For only a year and a half, the world’s strongest language artificial intelligence may have been GPT-3, created at OpenAI, founded by Elon Musk. The Megatron – Turing Natural Language Generator (MT – NLG, or Megatron – Turing Natural Language Generator) is now the world’s largest and most powerful language generator model. The 530 billion parameters handled by Megatron – Turing are three times that of GPT – 3.
The number of parameters characterizes the amount of data used to teach artificial intelligence, and thus the quality of the data it generates. The 175 million parameters of GPT-3 artificial intelligence were also very large compared to its predecessor, GPT-2, which handled only one and a half billion parameters. Plenty of parameters also made an impact: the GPT-3 had capabilities that no one expected, such as the ability to write a program, compile, or replace missing parts of images.

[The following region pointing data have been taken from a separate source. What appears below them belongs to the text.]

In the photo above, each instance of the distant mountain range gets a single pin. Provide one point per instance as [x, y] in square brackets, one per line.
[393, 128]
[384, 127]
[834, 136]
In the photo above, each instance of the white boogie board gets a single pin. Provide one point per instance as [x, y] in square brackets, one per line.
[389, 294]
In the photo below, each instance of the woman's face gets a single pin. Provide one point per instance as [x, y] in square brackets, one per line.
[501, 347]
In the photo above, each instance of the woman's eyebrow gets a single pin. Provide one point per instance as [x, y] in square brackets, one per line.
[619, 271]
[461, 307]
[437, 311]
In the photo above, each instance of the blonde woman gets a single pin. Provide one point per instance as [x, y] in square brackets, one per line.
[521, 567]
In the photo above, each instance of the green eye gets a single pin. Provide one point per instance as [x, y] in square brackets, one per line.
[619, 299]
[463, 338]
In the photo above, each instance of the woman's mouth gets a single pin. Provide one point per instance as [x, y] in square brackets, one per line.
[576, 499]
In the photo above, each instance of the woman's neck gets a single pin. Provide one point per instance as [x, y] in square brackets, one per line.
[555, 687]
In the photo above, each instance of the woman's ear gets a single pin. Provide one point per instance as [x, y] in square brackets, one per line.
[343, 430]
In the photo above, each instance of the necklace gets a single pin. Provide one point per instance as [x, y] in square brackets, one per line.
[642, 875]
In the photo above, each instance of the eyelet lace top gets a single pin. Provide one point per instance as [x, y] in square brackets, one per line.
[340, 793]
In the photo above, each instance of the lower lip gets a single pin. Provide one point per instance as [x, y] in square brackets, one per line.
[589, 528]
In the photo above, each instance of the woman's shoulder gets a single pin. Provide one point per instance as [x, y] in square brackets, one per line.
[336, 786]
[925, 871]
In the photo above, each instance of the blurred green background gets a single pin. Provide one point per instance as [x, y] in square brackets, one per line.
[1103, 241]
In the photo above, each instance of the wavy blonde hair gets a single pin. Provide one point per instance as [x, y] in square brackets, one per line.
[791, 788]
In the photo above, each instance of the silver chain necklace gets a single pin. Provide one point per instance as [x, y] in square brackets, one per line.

Megatron-Turing tripled on this. For training, Nvidia provided 560 servers, each containing eight 80 gigabyte video cards. A dataset called Pile was used for training, which includes the entire Wikipedia and PuibMed medical article database and the complete GitHub source code manager, among others. The 825-gigabyte heap of text has been sorted for higher quality, and data has been added to the Common Crawl, a nonprofit organization that gathers billions of web pages in a data mining-ready format.
The end result of the $ 85 million training is a language model capable of completing sentences, interpreting text, arguing, drawing linguistic conclusions, and interpreting words. Like the GPT-3, unexpected capabilities will only emerge when Megatron-Turing becomes more widely used. The latter, however, is yet to come, as it has not yet been announced when corporate developers will be able to try it out.